Take both the tranquilizer and the rifle. The same person should not operate both.
Have other staff members make themselves immediately ready to rescue the child.
When both weapons are ready, shoot the gorilla with the tranquilizer.
Have the person with the rifle continuously evaluate the threat posed by the gorilla. If bodily harm from the gorilla is not immediately forthcoming, do not shoot.
If the parents get hysterical while you are evaluating the situation and behave in such a way as to adversely affect the behavior of the gorilla or the judgement of the zoo staff, shoot the parents. (So as not to make the same mistake as the Cincinnati Zoo staff did Saturday, I guess I should mention that you could use the tranquilizer gun for this if you had the forethought to bring the correct dose – even though at this point it wouldn’t be my weapon of choice. If you don’t have the correct dose, just pray that the staff isn’t acting under the same level of panic or incompetence as they exhibited with Harambe.)

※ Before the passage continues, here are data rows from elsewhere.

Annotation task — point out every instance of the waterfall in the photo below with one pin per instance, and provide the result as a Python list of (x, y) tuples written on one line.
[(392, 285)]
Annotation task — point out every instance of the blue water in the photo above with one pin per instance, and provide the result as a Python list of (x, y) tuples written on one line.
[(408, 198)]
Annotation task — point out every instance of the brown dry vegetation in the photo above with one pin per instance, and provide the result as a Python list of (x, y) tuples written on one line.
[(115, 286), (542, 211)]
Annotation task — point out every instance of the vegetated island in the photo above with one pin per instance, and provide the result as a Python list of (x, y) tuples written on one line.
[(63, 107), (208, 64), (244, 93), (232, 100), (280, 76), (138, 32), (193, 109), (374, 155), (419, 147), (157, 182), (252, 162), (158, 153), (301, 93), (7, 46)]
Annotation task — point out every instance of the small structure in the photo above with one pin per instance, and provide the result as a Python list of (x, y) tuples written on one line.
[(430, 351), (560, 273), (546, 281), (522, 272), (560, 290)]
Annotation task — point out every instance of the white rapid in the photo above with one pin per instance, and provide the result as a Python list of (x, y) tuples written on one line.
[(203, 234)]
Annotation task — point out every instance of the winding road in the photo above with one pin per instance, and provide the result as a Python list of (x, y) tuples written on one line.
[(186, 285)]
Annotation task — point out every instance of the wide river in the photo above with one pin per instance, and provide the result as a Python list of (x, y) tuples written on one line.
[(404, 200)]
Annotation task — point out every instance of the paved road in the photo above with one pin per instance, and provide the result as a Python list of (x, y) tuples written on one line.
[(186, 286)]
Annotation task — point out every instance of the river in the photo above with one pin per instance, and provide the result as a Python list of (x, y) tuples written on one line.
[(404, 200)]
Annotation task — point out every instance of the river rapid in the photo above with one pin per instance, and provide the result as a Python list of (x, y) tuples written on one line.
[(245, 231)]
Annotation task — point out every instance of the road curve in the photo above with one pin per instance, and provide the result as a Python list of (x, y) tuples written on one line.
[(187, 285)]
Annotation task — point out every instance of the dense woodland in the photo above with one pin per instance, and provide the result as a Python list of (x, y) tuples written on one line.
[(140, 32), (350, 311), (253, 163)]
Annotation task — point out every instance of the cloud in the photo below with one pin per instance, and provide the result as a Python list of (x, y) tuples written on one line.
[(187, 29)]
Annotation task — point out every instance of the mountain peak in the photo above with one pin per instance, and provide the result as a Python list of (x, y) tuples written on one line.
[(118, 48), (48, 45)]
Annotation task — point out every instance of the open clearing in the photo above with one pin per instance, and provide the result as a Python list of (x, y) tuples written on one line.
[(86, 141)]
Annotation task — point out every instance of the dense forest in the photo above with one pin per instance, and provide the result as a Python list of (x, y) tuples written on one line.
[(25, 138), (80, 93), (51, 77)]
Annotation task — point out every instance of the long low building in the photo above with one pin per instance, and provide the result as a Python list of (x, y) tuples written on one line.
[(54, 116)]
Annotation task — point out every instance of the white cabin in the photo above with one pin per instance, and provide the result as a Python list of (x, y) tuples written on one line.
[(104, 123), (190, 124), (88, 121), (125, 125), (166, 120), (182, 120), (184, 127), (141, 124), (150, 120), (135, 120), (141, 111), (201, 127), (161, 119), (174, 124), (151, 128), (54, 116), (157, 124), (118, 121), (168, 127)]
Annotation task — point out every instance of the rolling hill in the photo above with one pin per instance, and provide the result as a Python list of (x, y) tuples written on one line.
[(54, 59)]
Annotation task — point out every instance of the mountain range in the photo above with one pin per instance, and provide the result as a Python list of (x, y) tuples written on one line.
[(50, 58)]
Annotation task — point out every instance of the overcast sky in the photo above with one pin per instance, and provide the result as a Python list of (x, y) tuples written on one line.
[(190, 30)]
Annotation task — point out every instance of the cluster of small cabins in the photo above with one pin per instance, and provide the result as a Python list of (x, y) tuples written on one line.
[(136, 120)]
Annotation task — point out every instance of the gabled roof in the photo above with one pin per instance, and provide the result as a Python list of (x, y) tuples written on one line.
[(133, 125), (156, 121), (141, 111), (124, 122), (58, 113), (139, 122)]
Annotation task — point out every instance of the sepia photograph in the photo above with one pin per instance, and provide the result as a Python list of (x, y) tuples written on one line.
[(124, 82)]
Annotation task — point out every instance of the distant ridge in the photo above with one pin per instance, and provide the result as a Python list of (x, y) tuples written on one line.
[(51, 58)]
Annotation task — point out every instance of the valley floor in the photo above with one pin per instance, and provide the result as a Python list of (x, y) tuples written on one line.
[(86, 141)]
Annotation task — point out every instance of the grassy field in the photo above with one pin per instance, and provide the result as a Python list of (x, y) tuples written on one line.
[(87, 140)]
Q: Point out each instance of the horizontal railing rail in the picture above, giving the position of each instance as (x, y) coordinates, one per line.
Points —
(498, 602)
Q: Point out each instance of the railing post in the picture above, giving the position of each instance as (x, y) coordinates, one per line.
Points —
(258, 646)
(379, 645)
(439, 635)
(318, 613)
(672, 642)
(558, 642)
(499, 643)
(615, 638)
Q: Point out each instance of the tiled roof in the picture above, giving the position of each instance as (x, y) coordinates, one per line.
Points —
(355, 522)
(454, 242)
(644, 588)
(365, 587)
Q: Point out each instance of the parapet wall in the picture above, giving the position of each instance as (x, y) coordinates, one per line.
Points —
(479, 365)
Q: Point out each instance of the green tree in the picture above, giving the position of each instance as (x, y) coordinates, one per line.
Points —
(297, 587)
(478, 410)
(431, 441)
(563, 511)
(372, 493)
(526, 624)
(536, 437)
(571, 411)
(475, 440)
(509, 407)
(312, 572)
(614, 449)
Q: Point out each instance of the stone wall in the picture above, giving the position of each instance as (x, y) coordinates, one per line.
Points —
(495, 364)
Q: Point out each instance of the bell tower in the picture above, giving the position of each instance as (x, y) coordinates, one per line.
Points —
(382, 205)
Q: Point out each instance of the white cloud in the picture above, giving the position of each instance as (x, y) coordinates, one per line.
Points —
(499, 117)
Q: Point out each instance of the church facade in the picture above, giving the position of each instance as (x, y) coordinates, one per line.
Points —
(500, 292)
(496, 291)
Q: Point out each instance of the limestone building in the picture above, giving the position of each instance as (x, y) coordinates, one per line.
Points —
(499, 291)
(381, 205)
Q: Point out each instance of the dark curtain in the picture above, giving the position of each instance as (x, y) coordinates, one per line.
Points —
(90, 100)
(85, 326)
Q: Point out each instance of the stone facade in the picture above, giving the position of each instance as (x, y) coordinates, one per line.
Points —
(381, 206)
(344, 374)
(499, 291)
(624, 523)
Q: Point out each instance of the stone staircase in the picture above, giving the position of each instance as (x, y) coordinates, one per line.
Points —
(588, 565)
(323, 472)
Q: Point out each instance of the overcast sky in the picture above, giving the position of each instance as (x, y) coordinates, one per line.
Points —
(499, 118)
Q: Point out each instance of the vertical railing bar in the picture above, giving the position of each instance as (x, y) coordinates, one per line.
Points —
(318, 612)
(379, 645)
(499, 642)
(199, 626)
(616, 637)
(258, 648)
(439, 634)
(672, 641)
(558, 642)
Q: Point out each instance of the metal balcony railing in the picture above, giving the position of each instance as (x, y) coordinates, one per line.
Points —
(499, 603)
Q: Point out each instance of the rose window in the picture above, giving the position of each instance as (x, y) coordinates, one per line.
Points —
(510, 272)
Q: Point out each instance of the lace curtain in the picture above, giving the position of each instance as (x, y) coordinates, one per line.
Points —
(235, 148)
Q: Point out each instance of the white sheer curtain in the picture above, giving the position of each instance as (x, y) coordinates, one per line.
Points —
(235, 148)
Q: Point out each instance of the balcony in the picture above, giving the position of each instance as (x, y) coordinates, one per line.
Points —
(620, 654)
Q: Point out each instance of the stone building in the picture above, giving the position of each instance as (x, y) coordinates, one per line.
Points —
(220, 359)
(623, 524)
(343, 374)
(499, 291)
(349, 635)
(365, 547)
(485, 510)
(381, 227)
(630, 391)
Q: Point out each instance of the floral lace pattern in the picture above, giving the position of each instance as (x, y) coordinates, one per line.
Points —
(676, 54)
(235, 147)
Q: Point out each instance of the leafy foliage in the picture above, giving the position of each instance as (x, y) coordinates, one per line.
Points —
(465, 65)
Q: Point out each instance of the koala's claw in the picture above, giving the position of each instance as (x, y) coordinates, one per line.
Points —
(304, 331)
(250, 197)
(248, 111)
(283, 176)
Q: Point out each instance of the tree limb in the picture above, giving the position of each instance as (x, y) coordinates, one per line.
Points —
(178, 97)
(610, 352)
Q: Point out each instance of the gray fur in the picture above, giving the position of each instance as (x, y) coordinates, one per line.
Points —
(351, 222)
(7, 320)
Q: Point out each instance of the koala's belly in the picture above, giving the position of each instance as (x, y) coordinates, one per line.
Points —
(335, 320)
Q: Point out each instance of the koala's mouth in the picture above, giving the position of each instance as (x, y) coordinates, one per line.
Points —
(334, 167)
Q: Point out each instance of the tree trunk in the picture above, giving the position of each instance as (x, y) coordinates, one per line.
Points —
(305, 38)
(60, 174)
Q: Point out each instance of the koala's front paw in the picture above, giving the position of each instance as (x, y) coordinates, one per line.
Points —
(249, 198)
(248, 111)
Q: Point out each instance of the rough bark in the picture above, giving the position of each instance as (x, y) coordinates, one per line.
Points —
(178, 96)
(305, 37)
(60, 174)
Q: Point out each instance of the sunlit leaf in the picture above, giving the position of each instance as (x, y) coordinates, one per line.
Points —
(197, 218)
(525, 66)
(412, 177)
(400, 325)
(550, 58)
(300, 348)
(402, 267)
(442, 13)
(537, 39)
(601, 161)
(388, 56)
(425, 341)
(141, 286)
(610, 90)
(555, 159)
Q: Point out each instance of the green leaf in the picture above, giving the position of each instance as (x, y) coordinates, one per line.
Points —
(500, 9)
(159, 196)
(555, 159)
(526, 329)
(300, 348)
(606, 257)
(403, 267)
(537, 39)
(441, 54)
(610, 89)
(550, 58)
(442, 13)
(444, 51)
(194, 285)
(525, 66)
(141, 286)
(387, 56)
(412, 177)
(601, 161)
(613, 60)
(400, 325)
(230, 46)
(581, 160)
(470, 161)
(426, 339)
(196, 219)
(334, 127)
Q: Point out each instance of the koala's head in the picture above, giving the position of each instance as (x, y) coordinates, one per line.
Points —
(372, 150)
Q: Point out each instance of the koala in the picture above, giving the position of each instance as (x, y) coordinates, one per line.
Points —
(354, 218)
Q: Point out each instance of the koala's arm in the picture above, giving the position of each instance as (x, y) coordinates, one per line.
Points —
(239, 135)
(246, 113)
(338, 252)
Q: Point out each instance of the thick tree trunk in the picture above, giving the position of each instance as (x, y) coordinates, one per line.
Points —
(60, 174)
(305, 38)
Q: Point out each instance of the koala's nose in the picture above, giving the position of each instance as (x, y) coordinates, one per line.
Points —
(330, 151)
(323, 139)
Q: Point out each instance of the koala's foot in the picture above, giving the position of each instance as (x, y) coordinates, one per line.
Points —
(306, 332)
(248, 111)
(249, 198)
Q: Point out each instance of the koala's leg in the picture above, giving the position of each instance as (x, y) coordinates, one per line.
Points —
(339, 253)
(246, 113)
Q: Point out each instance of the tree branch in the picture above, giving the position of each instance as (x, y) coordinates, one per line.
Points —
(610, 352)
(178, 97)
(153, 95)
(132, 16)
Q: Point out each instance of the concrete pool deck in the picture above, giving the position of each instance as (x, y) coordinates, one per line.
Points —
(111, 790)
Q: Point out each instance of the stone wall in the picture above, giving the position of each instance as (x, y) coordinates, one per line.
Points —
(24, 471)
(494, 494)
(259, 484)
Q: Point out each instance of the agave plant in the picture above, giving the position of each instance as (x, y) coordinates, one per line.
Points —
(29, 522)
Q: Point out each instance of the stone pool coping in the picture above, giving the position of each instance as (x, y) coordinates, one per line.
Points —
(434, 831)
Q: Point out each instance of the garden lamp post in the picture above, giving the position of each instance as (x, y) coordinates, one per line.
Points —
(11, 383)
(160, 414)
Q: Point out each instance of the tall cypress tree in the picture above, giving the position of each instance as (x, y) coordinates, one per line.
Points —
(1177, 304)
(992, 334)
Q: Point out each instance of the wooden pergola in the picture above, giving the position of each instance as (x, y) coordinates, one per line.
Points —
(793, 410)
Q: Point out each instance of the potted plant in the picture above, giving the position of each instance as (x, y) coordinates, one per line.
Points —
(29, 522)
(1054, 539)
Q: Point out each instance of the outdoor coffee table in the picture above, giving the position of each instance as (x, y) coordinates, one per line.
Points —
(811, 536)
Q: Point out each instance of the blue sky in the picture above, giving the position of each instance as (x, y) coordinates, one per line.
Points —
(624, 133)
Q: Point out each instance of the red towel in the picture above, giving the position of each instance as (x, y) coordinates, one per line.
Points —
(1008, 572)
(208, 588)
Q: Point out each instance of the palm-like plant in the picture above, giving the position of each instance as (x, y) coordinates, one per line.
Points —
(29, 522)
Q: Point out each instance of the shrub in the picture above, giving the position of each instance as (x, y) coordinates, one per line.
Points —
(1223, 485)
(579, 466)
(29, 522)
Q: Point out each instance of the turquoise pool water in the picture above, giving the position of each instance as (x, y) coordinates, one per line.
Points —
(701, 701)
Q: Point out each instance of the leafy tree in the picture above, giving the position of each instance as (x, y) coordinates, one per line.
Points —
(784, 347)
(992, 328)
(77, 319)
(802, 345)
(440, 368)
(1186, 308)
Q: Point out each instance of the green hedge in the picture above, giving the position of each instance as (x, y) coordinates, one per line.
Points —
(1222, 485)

Rescue the child as soon as practicable.
Although (admittedly based on limited information) I did not think the boy was in danger, and not all witnesses in Cincinnati felt the dangerA, those opinions don’t matter to the success of this plan. Since using the tranquilizer doesn’t prevent the use of the rifle, this plan could not have turned out worse for the child than the plan executed, and most likely would have turned out much better for all concerned. The zoo simply threw away options prematurely based solely on their worse fears instead of facts – that sounds like panic to me, and it sounds very unprofessional. If you feel differently, feel free to comment. If you see a reason that this plan would not work, feel free to comment.